Development of Descriptive Graphic Rating Scales. Part II of the NAEP 
visual arts field test included several production blocks. A production block 
contains multiple related exercises. The exercises frequently make use of the same 
stimulus material, and a combination of exercise formats are employed. When 
devising production blocks, efforts were made to integrate three artistic processes 
(i.e., creating, performing and responding) within a block. The exercises contained 
in a block are designed to engage students in activities typical of these three artistic 
processes. We selected four of these blocks to focus on in our study (Blocks 
RlVAXl, R123VAX6, R23VAX5, and R23VAX7). The specific art-making activities 
upon which we concentrated our scale development efforts are described below: 

• Block RlVAXl: Students selected a type of animal and then drew a 
comfortable place (an environment) for the animal. They were directed to 
make use of near and far shapes (i.e., perspective) and shapes that overlap 
when drawing their animal's place. They were also instructed to use the 
space and shape of their drawing paper in ways that were best for depicting 
the animal's place. 

• Block R123VAX6: Students drew an idea for a mural to show something that 
was important to the people in their community. They were instructed to use 
shapes, lines, colors, and forms that would capture the attention of people 
from far away. As they worked on their design, they were asked to think 
about how they were using the drawing space. 

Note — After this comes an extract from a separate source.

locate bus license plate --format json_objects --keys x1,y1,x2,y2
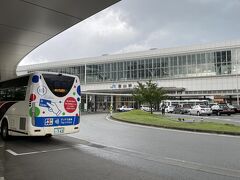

• Block R23VAX5: Students created a self-portrait. They were instructed to use 
materials in a way that would communicate to a viewer something that they 
thought was important about their personality. 

• Block R23VAX7: Students read an ancient legend and then experimented 
with ways to visually express figures in the legend. They were asked to 
creatively combine the figures into a complete drawing, showing how they 
might interact. Students were reminded to choose media (drawing tools) 
from their materials packet that would best help them express their ideas 
most effectively.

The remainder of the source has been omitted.